英語論文を書くときのフォント選び ― 意外と見落としがちな注意点
英語論文や海外向けの文章を作成する際、「内容」だけでなく「フォント」にも気を配ることが大切です。フォントの選び方を誤ると、文字化けが発生したり、相手に読みにくい印象を与えてしまったりすることがあります。ここでは、特に日本語環境で作業する方が陥りやすい落とし穴と、適切な英語フォントの選び方をご紹介します。
日本語フォントは使わないでください
日本語フォント(MS明朝、MSゴシックなど)は、日本語環境のPCには標準搭載されていますが、海外の研究者が使用するPCにはインストールされていないことがほとんどです。そのため、日本語フォントで作成された英語論文や図表は、相手の環境で文字化けを起こす可能性があります。
また、日本語IMEと英語IMEを切り替えて作業していると、無意識のうちに日本語フォントが混在してしまうこともあります。「フォントを意識しないミス」が起こりやすいので、常に英語フォントを使用しているか確認しましょう。
特に注意
• **明朝体(Mincho)**などは文字幅が均一で、英語表記には不向きです。
• **P明朝(プロポーショナル明朝)**であっても、そもそも英語用のフォントではないため、英語論文には使用しないでください。
セリフ体とサンセリフ体の使い分け
英語フォントには大きく分けて「セリフ体(serif)」と「サンセリフ体(sans serif)」の2種類があります。それぞれ用途に応じて使い分けましょう。
セリフ体(Serif)
文字の端に小さな飾りがついているフォントです。
例:Times New Roman, Century
→ 論文本文に最もよく使われます。
サンセリフ体(Sans Serif)
装飾のないすっきりとしたフォントで、縦横の線の幅が均一です。
例:Arial, Helvetica
→ **プレゼンテーションスライドや図表(Figure)**に適しています。
特殊文字や記号も英語フォントで統一を
英語論文では、**ギリシャ文字(α, βなど)や記号(%, :, ;, “ ” など)**が混在することが多いため、フォントの統一に特に注意が必要です。
よくあるミス
• 日本語フォントで入力したギリシャ文字や記号は、英語フォントに変換しても文字自体は変わらないことがあります。
• 例えば、MS明朝で入力した「α」を選択してTimes New Romanに変更しても、見た目は変わらず、中身は日本語フォントのままです。
対処法
• Wordの【挿入】>【記号と特殊文字】から入力した場合は、そのとき設定されている英語フォントで直接入力されるので安心です。

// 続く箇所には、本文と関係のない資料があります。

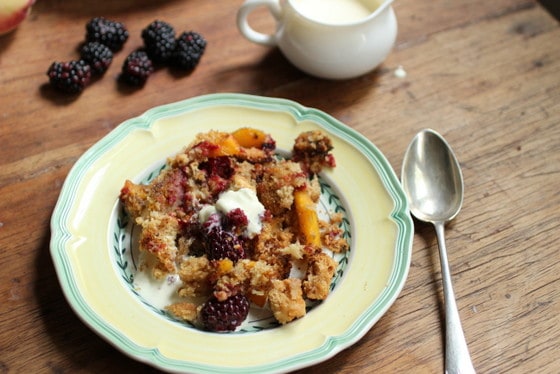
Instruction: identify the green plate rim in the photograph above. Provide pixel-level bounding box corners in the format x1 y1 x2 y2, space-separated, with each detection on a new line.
50 93 414 373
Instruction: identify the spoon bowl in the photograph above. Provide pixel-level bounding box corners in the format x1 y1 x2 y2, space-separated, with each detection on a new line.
401 129 475 374
402 130 463 223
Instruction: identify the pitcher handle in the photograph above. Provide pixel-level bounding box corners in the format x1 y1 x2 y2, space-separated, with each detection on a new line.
237 0 282 47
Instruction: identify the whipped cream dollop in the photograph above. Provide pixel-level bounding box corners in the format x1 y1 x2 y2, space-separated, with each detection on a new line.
198 188 265 238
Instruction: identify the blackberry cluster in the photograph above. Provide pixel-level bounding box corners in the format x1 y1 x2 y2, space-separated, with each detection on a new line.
142 20 175 63
47 60 91 94
47 17 206 93
121 20 206 86
47 17 128 94
172 31 206 70
120 49 154 86
80 42 113 74
86 17 128 52
200 293 249 332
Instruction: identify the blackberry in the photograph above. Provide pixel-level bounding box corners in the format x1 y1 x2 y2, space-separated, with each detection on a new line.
80 42 113 74
47 60 91 94
142 20 175 63
200 293 249 332
120 50 154 86
86 17 128 52
205 220 245 262
172 31 206 70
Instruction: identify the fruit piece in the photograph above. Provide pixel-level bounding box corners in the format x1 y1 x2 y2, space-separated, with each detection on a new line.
142 20 175 63
120 50 154 86
232 127 266 148
216 258 233 276
294 189 321 248
0 0 35 35
80 42 113 74
86 17 128 52
47 60 91 94
209 134 241 157
200 294 249 332
172 31 206 70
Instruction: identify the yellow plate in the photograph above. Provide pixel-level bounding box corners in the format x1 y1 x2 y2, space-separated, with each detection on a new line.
51 94 413 373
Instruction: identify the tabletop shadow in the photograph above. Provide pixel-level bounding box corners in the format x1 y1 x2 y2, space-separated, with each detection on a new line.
33 0 181 17
34 229 158 373
214 48 386 113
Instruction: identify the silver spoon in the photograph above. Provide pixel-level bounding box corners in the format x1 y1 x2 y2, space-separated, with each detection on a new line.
401 129 475 374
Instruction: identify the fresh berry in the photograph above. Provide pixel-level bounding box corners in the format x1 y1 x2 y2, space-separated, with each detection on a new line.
200 293 249 332
80 42 113 74
86 17 128 52
47 60 91 94
120 50 154 86
203 214 245 262
172 31 206 70
142 20 175 63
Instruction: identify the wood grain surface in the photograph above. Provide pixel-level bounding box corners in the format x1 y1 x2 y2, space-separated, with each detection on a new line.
0 0 560 374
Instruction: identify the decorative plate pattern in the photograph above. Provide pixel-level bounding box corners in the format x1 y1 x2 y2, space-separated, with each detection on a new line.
51 94 413 373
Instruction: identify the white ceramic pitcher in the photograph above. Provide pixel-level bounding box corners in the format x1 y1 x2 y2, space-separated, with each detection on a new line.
237 0 397 79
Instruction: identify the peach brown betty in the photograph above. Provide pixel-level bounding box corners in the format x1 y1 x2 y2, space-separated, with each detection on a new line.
120 128 348 331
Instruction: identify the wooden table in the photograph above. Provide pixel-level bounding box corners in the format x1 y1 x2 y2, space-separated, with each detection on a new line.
0 0 560 374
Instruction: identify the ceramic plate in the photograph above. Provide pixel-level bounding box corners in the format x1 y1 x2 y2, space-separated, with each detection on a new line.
51 94 413 374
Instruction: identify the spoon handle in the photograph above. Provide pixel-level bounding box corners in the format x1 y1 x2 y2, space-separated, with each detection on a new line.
434 222 475 374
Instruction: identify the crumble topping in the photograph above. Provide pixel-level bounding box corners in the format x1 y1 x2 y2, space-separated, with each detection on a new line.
120 128 348 331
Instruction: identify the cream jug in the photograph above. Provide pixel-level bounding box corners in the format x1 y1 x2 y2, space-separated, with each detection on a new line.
237 0 397 79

• コピーペーストした記号や数字も、元のフォントが何かを確認しましょう。
フォントとサイズの統一を最終確認
英語論文では、**通常11〜12ポイントの英語フォント(Times New Romanなど)**が推奨されています。
最後に確認すべきこと
• フォントの種類やサイズが途中で変わっていないか
• コピーペーストした文に、他のフォントが混ざっていないか
「そんなミスはしない」と思っていても、他の資料やウェブページから貼り付けたときに、意図せず混在しているケースは多く見られます。最終チェックで「文字属性の統一」ができているか、必ず確認しましょう。
まとめ
英語論文の読みやすさ、見やすさは「フォント選び」によって大きく左右されます。
相手の環境でも正しく表示され、ストレスなく読んでもらえるよう、常に英語フォントを意識して文書を作成しましょう。